Ello, a new ad-free social network that’s currently open only to those with invitations, focuses on style and simplicity.

The contrast is intentional. Created by designer and entrepreneur Paul Budnitz, Ello contends that on social networks like Facebook, we, the users, are the product, as our data is sold to advertisers who hope to entice us with ads in our feeds. Ello, on the other hand, positions itself as an antidote to that: it doesn’t include any ads, and one of several manifestos posted on the site says that those behind Ello “dislike ads more than almost anyone else out there.” It doesn’t sell user data to third parties, either, and you can decide whether or not you want to let it gather information about your own Ello activity to improve the site. To make money, it plans to take up a “freemium” model where it sells features to users.

This anti-ad (and in many ways, anti-Facebook) ethos, coupled with a stark, simple design that looks as if the German industrial designer Dieter Rams had created a more social version of Tumblr, is probably not causing many people to ditch Facebook, but it is making plenty of them curious about the new social network. Ello began its invite-only “beta” test in August with 90 people, and while Budnitz won’t divulge how many people are currently using it, he says Ello is now getting up to 31,000 requests for invites per hour. In a smartphone-obsessed world, that’s a lot attention for a social network that doesn’t even have an app yet.

With Ello approaching peak FOMO—that’s “fear of missing out”—among my friends, at least, I snagged an invite from a friend and spent several days diligently using it. So far, I like its clean design and sense of quietude. But since the social network is still so small, it’s hard to tell whether I’ll need it in the same way I do Facebook and Twitter, where I’m accustomed to paying with the breadcrumbs of data I drop along the way.

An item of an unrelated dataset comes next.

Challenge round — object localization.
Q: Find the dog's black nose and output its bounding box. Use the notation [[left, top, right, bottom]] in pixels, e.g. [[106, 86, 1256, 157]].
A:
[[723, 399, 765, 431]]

Several elements of Ello’s design are smart: your profile photo shows up within a circle, and you can follow other users by dragging their circular icons into either a “friends” or “noise” category, and recategorize them at any time by moving the circle to and fro. You can view a feed of updates from either category, with the “noise” one sporting a somewhat compressed, Tumblr-esque layout that makes it easier to glance at many posts at once.

Yet while the relative sparseness of Ello is nice to look at, it’s also confusing. Controls for posting an update, editing a post, or uploading a photo are shown in a light gray type that can be hard to discern. Comments on posts are shown from newest to oldest, which is the opposite of how it’s done on Facebook or Twitter. And it’s embarrassingly easy to delete a friend’s comment on one of your posts by clicking a tiny gray “x” next to the comment, which I initially assumed would simply minimize it.

Given its small but swelling user base, Ello feels kind of like a party at a hip art gallery where the guest list is kept secret. More people keep arriving, happy to see those they know, but confused about why we’re all there. Some posts on Ello reflect this sense of head-scratching: “So Ello is basically a stripped-down (commercial-free, for now) Tumblr/Twitter? Is that it?” posted one friend, while another asserted, “How is this better it’s just different.”

Then there’s the question of how Ello will pay for all this while still keeping out ads. Ello simply states that it will soon offer “special features” that users can pay “a small amount” to get; Budnitz says one example many users ask for is the ability to control multiple profiles with just one login, for which he suggests Ello could charge a couple of bucks.

This kind of model has worked for online and mobile games that allow you to play for free and pay for certain items within the game, and for a number of other startups like Evernote and Strava, but it’s not clear how well it can work on a social network—especially one that wants to grow.

It’s a bit premature to even think about any of that yet, as Ello is still in a private “beta” test, and its sudden popularity appears to be straining the social network. The search function seemed really slow, and profile pages sometimes took a long time to load (or simply didn’t load). While some features have already been built, a long list of them are still to come, such as the ability to block other users from seeing your profile, to post music or videos on Ello rather than just links to media, or to call out inappropriate posts. Apps for iPhone and Android are in the offing, but for now the only way to use it on a smartphone or tablet is via a mobile browser.

Despite the long to-do list, Ello is off to an intriguing start. There’s room for a social network that is both pretty to look at and a pleasure to use.